In September 2012 we signed an agreement regarding the sale of BHF-BANK AG to Kleinwort Benson Group, a subsidiary of financial services group RHJ International. Following the withdrawal by one of Kleinwort Benson Group's co-investors, the transaction structure was revised in October 2013 whereby Deutsche Bank would receive the total consideration of € 354 million primarily in cash (€ 322 million) and the remainder in the form of new shares in RHJ International issued at par value. The final consideration is subject to closing purchase price adjustments. According to a press release by RHJ International, dated February 21, 2014, the German financial regulator, BaFin, has confirmed that it has no objections to the proposed acquisition of BHF-BANK. As a result, the disposal of BHF Bank to RHJ International is subject only to certain remaining conditions which have to be met prior to closing, which is expected to take place before the end of March 2014.

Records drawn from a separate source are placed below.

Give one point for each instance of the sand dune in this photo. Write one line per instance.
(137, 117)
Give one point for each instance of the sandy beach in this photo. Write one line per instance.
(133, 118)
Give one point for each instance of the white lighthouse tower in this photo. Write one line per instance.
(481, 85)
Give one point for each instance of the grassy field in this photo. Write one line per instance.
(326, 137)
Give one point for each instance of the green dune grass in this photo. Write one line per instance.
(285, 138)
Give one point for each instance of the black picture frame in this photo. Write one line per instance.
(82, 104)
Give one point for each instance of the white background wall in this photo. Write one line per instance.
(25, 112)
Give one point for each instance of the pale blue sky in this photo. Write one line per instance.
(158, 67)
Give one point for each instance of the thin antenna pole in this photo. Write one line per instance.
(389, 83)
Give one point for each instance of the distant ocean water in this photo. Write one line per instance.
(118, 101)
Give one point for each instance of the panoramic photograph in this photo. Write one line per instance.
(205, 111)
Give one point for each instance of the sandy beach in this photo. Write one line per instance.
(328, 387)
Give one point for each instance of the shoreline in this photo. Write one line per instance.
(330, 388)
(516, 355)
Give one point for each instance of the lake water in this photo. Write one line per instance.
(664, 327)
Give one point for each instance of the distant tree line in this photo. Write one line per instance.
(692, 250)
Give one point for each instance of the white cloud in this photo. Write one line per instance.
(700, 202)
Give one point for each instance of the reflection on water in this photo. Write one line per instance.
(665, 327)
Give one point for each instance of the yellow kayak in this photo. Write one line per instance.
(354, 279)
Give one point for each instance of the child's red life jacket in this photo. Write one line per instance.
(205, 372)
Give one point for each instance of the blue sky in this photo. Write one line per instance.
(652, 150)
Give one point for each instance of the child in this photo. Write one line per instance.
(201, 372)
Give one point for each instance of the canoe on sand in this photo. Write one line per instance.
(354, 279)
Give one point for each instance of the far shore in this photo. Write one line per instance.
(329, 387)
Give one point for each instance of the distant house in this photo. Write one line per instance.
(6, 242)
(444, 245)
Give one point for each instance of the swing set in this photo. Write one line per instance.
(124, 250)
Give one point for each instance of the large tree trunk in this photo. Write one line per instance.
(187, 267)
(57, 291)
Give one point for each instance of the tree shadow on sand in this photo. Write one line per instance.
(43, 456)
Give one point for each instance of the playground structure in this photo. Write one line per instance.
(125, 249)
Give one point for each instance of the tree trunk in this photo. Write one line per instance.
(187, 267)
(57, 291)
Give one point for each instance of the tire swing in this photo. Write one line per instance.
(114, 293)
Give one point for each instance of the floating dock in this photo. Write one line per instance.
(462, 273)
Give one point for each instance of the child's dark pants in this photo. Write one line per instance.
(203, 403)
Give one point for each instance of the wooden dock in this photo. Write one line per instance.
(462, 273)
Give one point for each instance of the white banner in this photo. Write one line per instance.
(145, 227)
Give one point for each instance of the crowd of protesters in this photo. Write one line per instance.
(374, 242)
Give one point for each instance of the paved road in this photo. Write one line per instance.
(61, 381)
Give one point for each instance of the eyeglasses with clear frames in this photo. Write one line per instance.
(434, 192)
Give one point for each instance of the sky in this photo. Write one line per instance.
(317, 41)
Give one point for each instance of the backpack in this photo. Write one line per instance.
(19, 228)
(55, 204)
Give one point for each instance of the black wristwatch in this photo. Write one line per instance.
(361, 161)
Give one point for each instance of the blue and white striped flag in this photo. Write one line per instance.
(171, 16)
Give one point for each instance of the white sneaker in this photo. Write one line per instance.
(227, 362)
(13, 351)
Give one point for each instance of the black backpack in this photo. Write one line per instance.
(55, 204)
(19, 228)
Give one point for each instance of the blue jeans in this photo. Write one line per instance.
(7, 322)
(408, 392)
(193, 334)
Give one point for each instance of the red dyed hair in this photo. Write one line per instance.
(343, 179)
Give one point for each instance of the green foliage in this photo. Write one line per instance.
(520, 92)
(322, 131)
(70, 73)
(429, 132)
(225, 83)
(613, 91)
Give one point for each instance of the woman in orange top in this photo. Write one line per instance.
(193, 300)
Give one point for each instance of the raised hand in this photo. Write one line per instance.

In November 2011, we closed an agreement for the sale of our premises at Taunusanlage 12 in Frankfurt am Main to a closed-end real estate fund launched by DWS. The sales price for the property determined by independent valuations was approximately € 600 million. We continue to use these premises as Group headquarters under a long-term lease.

In the course of 2011, the liquidity facility for FMS Wertmanagement Anstalt des öffentlichen Rechts, the winding-up agency of the Hypo Real Estate Group, of € 7.5 billion (of which € 6.4 billion was allocated to the former Corporate Investments and the remainder was allocated to other Corporate Divisions), in which we participated in December 2010, was fully repaid.